Il est vrai qu’elle est un peu embarrassée avec le système de Leibnitz ; elle ne sait comment faire, avec tant de mal physique et moral, pour vous prouver l’optimisme ; mais c’est vous qui en êtes cause, maudits housards ; c’est par vous que le mal est dans le monde ; vous êtes les enfants du mauvais principe.

Je vous conjure, au nom du bon principe, de ne jamais entrer dans ses États ; j’espère encore y aller un jour, et je ne veux point y trouver de vos traces.

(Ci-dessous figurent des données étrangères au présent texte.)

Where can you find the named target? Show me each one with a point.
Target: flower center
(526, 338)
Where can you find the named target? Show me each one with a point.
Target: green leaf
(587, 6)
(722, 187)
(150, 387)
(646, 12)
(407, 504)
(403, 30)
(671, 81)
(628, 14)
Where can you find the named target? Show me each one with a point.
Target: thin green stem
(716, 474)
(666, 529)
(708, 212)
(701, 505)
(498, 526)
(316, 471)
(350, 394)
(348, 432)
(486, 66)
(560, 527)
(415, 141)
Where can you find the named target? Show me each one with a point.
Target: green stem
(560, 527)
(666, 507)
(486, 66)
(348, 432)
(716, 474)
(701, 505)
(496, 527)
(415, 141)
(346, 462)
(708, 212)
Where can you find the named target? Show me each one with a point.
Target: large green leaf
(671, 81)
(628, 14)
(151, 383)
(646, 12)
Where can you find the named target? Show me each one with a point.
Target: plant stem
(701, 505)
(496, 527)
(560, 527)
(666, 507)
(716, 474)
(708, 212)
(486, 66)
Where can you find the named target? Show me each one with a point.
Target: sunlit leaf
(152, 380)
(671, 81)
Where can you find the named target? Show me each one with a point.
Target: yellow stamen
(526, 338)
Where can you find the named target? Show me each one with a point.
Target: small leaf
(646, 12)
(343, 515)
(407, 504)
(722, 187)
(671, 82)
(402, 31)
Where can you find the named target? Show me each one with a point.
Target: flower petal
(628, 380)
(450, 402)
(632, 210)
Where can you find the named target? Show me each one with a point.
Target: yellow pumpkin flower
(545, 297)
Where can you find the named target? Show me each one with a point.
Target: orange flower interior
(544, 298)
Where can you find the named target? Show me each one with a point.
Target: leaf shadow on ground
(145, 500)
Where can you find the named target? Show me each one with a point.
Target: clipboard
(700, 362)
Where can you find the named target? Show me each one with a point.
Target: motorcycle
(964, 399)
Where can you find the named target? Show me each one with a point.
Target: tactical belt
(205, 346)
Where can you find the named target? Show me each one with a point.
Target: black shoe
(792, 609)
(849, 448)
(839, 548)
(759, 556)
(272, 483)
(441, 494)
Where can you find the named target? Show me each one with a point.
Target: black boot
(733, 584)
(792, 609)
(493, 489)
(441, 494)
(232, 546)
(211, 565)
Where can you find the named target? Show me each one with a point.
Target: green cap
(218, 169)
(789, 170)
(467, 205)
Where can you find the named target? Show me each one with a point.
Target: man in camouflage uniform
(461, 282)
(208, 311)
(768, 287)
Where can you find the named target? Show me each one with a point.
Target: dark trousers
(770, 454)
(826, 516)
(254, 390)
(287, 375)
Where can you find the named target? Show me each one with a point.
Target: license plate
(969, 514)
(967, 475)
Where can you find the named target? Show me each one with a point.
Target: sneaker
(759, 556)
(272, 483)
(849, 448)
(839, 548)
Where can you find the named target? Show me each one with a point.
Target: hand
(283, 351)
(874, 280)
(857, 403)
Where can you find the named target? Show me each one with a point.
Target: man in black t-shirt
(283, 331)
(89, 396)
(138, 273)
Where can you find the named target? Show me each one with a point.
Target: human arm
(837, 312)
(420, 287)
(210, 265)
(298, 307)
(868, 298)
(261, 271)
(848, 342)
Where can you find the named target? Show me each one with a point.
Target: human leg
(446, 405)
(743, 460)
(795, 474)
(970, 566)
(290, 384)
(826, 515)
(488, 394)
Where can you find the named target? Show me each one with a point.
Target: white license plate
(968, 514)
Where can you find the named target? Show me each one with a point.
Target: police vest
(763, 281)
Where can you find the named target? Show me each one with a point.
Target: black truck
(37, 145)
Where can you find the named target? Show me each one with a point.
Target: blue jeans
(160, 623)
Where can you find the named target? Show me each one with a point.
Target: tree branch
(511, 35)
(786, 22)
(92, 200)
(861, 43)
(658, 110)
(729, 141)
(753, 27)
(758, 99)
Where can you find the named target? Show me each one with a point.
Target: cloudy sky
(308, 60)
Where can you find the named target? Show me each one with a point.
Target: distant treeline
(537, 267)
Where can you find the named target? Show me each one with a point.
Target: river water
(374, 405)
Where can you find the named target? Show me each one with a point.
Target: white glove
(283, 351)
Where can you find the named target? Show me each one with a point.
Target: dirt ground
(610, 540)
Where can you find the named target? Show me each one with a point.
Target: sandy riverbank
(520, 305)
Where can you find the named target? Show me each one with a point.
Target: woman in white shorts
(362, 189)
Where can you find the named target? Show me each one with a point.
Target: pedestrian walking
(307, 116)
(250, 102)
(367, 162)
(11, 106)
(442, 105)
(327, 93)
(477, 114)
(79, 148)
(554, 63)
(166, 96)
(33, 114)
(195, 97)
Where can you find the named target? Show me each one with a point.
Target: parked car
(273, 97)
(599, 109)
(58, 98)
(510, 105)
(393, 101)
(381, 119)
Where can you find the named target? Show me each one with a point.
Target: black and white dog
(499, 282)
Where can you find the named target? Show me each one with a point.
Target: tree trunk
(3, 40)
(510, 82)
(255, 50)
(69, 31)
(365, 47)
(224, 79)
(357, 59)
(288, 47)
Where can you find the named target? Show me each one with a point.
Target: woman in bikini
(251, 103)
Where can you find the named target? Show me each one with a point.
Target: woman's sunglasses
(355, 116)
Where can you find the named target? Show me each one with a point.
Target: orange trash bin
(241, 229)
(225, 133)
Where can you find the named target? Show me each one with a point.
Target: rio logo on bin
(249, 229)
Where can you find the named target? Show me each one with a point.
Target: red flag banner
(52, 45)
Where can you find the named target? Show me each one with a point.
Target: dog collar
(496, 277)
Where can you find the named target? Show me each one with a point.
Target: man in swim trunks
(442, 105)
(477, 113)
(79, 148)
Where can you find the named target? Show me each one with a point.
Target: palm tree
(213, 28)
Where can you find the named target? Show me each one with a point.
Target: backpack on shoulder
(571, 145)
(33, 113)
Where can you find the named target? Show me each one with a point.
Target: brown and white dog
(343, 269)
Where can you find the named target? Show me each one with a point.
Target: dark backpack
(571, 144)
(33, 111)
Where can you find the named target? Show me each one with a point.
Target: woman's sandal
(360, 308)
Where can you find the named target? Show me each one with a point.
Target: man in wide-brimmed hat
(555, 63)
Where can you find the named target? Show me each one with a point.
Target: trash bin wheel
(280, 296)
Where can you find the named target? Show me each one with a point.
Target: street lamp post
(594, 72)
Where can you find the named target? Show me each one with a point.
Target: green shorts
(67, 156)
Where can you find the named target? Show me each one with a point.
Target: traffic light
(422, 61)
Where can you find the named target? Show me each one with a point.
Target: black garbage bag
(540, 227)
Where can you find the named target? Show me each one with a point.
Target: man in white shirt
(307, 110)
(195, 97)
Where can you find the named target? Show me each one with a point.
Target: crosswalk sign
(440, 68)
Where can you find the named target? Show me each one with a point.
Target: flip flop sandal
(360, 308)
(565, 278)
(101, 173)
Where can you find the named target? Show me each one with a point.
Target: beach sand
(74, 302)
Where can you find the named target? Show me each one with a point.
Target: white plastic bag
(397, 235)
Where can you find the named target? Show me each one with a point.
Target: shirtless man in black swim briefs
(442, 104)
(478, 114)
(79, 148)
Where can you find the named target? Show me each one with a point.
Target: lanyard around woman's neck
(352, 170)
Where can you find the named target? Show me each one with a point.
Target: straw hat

Madame, si ces messieurs sont un peu honnêtes. Votre Altesse sérénissime recevra sans doute mes profonds respects et mon très-tendre attachement en 1758. Monseigneur le duc, toute votre auguste famille, daigneront se souvenir de moi. La grande maîtresse des cœurs ne m’oubliera pas. N’a-t-elle pas pris soin de quelque pauvre Français blessé à Rosbach ? ne lui a-t-elle pas donné des bouillons ?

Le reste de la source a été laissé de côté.